With all the work Joe and Skizz did- all of us participants learned a great deal about the other actions previously known only in fragmentary fashion. To have big appreciative audiences as well as friends present to watch the movie was very moving.



Sadly, a number of crucial actors, such as John Grady and of course, Phil Berrigan have passed on.



To me, Jim Harney and the “weather person, Laura Whitehorn, give moving summaries and analysis of what we were doing, trying to accomplish, what we meant and “were about” and what needs to be done. Because of such statements as theirs , the message is a plain and clear one, making the movie as relevant now as it will be in the future of war making Ameerica.



Joan Nicholson stands by the side of the road near Kennett Square in Pennsylvania, singing poignantly, “How many kids have you killed today, Empire USA,” a lone pillar of resistance as cars rush by.



Bob, or is it Jim Good? describes a crucial moment in the trial of the Camden 28, where his mother sternly, heartbreakingly, admonishes the jury- “It is us- we have sent our boys away to this Vietnam enterprise.” He states that she came to realize that one of her sons had died for oil, tin and rubber!

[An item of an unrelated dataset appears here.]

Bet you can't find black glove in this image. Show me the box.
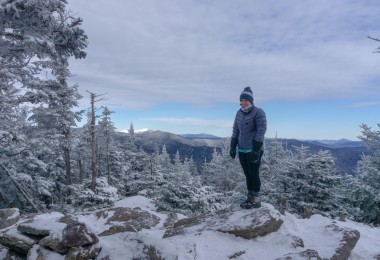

The 28 were acquitted in the only instance of jury nullification in the span of the draft action trials (wherein a jury ignores the judge’s admonition to follow HIS, (i.e. the government’s) interpretation of the law. Harrisburg 8 defendants were also acquitted although most of the trials were, and continue to be, railroad jobs!



During, the same week of the showing, three members of the “Transform Now” Plowshares were found guilty of two felonies--depredation of US property over $1000 and injury to the national defense at the Oak Ridge nuclear facility at a trial in Knoxville Tennessee. They had actually poured blood of Tom Lewis, preserved since his death, (a member of the Baltimore Four and several Plowshares actions) on the walls of a building containing enough enriched uranium to end life on the planet. They had hiked a mile to get there, going through four fences, the last three in “Kill Zones” where they could well have been shot!

The Plowshares actions, starting with the first (Plowshares 8) in 1980- plainly continued the draft action tactics, with obvious links being Phil and Dan Berrigan and Tom Lewis.

The Transform Now courtroom, their jury, their judge were as leaden and dead as the trials portrayed in “Hit and Stay;”but hopefully this movie will reach out to “middle America” and not just those of us who are a minority of exiles in our own country.